The new platform infuses their sales, cloud, and marketing platforms with AI capabilities for “anyone” regardless of their role or industry. According to Salesforce, Einstein lets employees “use clicks or code to build AI-powered apps that get smarter with every interaction.”
Einstein is positioned as having your own data scientist focused on applying AI to customer relationships. Einstein has access to a broad set of intelligence including CRM data, email, calendar, social, ERP, and IoT to “deliver predictions and recommendations in context of what you’re trying to do. In some cases, it even automates tasks for you. So you can make smarter decisions with confidence and focus more attention on your customers at every touch point.”
Several predictive analytics companies used the launch to shout, “hey wait, we’ve already mastered AI for sales and marketing.” LeadSpace CEO and former Salesforce CMO Doug Bewsher stated, “B2B marketers need a complete solution that works across multiple channels, in their existing marketing stack.”

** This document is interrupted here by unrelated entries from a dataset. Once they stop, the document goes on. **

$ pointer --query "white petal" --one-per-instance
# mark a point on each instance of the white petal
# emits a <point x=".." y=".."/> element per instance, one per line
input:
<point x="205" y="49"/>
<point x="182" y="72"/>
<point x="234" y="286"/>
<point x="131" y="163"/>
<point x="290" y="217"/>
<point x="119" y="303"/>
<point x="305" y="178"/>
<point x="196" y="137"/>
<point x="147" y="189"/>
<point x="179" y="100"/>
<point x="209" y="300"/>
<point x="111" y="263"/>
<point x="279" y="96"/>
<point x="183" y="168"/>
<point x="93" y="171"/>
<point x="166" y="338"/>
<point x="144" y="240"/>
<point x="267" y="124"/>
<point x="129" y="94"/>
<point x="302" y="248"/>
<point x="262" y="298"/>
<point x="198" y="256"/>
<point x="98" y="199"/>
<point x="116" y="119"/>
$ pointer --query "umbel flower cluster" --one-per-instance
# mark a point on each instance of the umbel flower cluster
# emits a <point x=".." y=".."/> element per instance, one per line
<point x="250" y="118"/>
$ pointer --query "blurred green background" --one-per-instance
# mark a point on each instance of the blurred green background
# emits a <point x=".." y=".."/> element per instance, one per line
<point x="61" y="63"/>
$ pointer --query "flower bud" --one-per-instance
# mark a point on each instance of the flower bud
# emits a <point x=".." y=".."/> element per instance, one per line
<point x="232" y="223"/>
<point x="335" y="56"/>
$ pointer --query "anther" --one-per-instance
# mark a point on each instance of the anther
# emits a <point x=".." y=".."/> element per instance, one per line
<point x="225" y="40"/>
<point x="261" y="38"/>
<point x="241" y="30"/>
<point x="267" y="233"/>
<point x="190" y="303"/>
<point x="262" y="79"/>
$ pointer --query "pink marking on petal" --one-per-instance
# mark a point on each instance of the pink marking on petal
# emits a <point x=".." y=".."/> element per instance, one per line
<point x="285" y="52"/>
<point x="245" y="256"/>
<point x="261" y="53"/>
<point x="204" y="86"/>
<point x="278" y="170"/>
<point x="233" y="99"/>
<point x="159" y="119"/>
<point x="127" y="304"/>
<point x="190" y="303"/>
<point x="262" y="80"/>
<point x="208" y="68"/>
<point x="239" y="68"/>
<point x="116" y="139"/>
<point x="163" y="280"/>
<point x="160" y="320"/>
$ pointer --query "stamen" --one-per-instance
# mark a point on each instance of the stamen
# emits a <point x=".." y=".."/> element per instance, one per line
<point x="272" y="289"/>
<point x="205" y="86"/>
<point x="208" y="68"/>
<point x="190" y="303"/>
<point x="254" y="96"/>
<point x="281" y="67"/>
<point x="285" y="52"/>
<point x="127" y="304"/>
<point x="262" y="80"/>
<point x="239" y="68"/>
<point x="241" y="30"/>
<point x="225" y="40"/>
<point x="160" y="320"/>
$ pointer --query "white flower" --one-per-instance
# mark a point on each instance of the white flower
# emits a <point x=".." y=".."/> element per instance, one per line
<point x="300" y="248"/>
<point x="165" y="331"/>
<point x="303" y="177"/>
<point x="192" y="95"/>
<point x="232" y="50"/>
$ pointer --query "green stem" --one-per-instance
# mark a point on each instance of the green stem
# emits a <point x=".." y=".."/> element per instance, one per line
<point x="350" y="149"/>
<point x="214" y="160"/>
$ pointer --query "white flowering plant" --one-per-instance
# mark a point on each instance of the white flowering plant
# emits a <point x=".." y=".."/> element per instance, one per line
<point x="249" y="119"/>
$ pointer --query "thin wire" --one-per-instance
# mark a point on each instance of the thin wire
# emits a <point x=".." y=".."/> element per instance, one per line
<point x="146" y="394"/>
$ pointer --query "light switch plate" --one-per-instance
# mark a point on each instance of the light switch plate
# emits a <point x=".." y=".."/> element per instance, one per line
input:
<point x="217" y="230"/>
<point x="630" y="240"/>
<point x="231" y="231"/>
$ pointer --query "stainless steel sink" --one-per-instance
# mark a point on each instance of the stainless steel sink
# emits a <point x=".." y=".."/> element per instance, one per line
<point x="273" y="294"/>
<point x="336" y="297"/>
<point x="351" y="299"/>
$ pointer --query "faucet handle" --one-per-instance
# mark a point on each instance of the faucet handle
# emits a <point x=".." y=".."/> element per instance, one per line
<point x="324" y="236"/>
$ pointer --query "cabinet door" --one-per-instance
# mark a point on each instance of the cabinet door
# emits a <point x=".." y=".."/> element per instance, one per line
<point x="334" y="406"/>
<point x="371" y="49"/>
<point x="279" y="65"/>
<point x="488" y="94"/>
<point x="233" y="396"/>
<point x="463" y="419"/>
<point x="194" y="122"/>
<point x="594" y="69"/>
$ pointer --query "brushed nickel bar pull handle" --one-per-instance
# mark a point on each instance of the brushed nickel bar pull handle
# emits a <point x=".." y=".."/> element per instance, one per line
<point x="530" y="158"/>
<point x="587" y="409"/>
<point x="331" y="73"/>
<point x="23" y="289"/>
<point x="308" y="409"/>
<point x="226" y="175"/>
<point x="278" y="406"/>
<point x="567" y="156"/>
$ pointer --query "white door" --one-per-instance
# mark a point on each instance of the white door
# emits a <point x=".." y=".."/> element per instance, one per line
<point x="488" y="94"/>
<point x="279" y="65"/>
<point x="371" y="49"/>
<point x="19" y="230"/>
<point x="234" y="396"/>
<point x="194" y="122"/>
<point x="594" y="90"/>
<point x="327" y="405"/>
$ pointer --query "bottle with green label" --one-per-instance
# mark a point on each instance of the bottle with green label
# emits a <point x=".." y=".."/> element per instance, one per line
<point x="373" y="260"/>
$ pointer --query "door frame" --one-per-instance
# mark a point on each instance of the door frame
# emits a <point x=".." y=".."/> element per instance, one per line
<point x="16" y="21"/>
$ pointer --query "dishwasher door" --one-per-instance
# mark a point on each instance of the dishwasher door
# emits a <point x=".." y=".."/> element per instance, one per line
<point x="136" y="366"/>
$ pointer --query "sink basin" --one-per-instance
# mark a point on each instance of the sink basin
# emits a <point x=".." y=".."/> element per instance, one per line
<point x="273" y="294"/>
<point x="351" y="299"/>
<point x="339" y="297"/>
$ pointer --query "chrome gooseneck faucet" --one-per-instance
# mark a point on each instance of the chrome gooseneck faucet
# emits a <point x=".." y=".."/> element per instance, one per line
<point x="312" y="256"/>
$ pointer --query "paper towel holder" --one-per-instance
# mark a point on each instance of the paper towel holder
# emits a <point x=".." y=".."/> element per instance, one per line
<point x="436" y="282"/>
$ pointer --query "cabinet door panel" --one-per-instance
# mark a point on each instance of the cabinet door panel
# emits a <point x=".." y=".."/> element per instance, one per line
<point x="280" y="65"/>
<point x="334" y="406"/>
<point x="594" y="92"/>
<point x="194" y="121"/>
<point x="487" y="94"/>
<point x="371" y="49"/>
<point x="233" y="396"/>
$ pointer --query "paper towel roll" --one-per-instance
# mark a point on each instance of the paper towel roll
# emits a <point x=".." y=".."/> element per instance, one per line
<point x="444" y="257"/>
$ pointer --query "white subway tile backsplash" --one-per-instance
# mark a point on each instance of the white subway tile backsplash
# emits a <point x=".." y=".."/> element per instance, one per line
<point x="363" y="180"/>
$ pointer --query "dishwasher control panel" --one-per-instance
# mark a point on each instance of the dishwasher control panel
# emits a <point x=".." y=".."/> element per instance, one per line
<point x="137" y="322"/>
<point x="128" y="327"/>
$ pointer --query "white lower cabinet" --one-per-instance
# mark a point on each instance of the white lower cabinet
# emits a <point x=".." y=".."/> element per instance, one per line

“Bad data is the Achilles heel of AI,” continued Bewsher. “AI is only as good as the data available to it. Marketers who want to get the full benefit of AI need to address their data problems first, or they’ll see the same diminishing returns as with traditional marketing automation.”
Shashi Upadhyay, CEO at Lattice Engines was a bit more diplomatic in welcoming Einstein. “After having led the market for several years, we are really excited to see the mainstream attention shifting towards AI-based solutions for marketing and sales. The Einstein announcement from Salesforce is a great step forward, as it will serve to educate the market and signal that predictive solutions are here to stay.”